Şubat ayının ortalarına doğru bir gün okulun müdür muavini sınıfa girecek ve “146 Attilâ, seni biri görmek istiyor” diyecektir.
Gelen polistir ve birkaç sonra da İlhan gözaltına alınır.
Bu arada Vacide de tutuklanır. İkisi de komünistlikle suçlanmaktadır.
Nedeni sonradan anlaşılır. İçinde bolca Nâzım Hikmet”in şiirlerinin yer aldığı mektupların birinde Vacide’ye “Bunları  okuduktan sonra yırt” diye yazmıştır.
Mahkeme sonunda aklanırlar, ama Attilâ İlhan’ın okulla ilişiği kesilecektir.
8-10 yıl kadar sonra bir mektup olayı da Ahmed Arif’in başından geçecektir.
Ahmed Arif, İtalyan Komünist Partisi Genel Sekreteri Pamiro Togliatti’ye kendisi gibi mahkemeye düştüğü ve 70 yaşında hâlâ hapiste olduğu için saygı duymaktadır.
İstese yurt dışında paşalar gibi yaşabilir, ama Ahmed Arif gibi o da kendisini halkına adamıştır.
Ve bir gün faşistler Togliatti’yi vururlar.
Bunun üzerine Ahmed Arif bir şiire başlar, fakat şiir yarım kalacaktır.
Yıl 1947’dir, Arif  bir kahvede oturmaktadır. Ceketimi sandalyenin üstüne asmıştır.
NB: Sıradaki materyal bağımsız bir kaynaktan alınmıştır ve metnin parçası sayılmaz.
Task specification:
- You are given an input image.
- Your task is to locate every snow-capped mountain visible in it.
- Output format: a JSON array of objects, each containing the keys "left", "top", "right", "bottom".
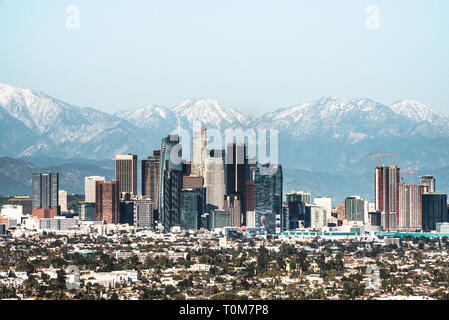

O sırada biri, Arif’in ceketinin cebinden yarım bıraktığı şiiri çalacak, daktiloda 80 kopyasını çıkaracaktır.
Ahmed Arif  bu olaya önem vermez, ama birkaç gün sonra bir arkadaşı gelip de “Senin bir şiirin 80 nüsha olarak Melahat’in evinde bulundu” deyince işin  bir başka boyutu anlaşılacaktır.
Melahat, Ahmed Arif’in felsefe doktorası yapan bir arkadaşıdır.
Ahmed Arif, haberi duyunca hemen Melahat’i bulur.
Melahat, “Vallahi bilmiyorum” diyecektir.
Aslında olay şöyle gelişmiştir:
Melahat’in evinde küçük bir oda vardır, hemen kapıya bitişik de bir masa, orada da bir radyo...
Ahmed Arif’in şiiri radyonun arkasına rulo olarak konmuştur ve gelen görevliler hiçbir yere bakmadan elleriyle koymuş gibi ruloyu oradan almışlardır.
Şiirlerin altında ne bir imza vardır, ne bir işaret...
Bu durumu öğrenen Ahmed Arif, tutuklanmayı göze alarak hemen polise gidecek ve şiirin kendisinin olduğunu söyleyecektir.
Ardından bir komiser Ahmed Arif’in ifadesini aldıktan sonra serbest bırakacaktır.
Peki, Melahat’a ne mi oldu diyeceksiniz?
O günlerde Melahat, Türkiye Gençler Derneği’nin Yönetim Kurulu üyesidir. Yönetim Kurulu’nda iki kız, iki de erkek vardır.
Bunlar tutuklanırlar.
Mahkemede şiir söz konusu bile edilmeyecektir, çünkü asıl amaç derneğin kapatılmasıdır.
Daha sonra dernek yöneticileri ittifakla fesih kararı alacak, dernek kapanınca da dava bitecektir.
Ama olan Ahmed Arif’in şiirine olacak ve Palmiro şiiri yazıldığı ilk haliyle kalacak, “Hasretimden Prangalar Eskittim” kitabında da yer almayacaktır.
İşte Ahmed Arif’in adını koymadığı o şiiri:

Palmiro, Palmiro şanlı işçi
Sıcak yaralarındaki barut kokusu
Kesik, anaların sütü
Ve kaçmıştır bebelerin uykusu
Korku katedrallerinde yarımadanın
Güngörmüş meydanları Roma’nın
Bizimledir
Mavi mavi eser deniz meltemi
Sicilya’nın güneşli kalçaları
Kartpostal dalgınlığında Napoli bahçeleri bizimle
Bizden yanadır hava
Bizden yanadır su
Bizden yanadır Sinyor de Gasperi’nin
Ve bütün sinyorların korkusu
Ürkmüştür manastır fareleri.

*
Victor Hugo’ya bir gün bir mektup gelir. Zarfın üzerinde “Fransa’nın bir numaralı şairine…” yazılıdır. Hugo, mektubu alır ve hemen Lamartine’e gider. “Bu herhalde size geldi” der, “yanlışlıkla bana getirmiş olacaklar.”
Lamartine kabul etmez, bir süre tartışırlar.
Sonunda birlikte mektubu açmaya karar verirler.
Mektup “Aziz Alfred” diye başlamaktadır. Yani Alfred de Musset’yedir.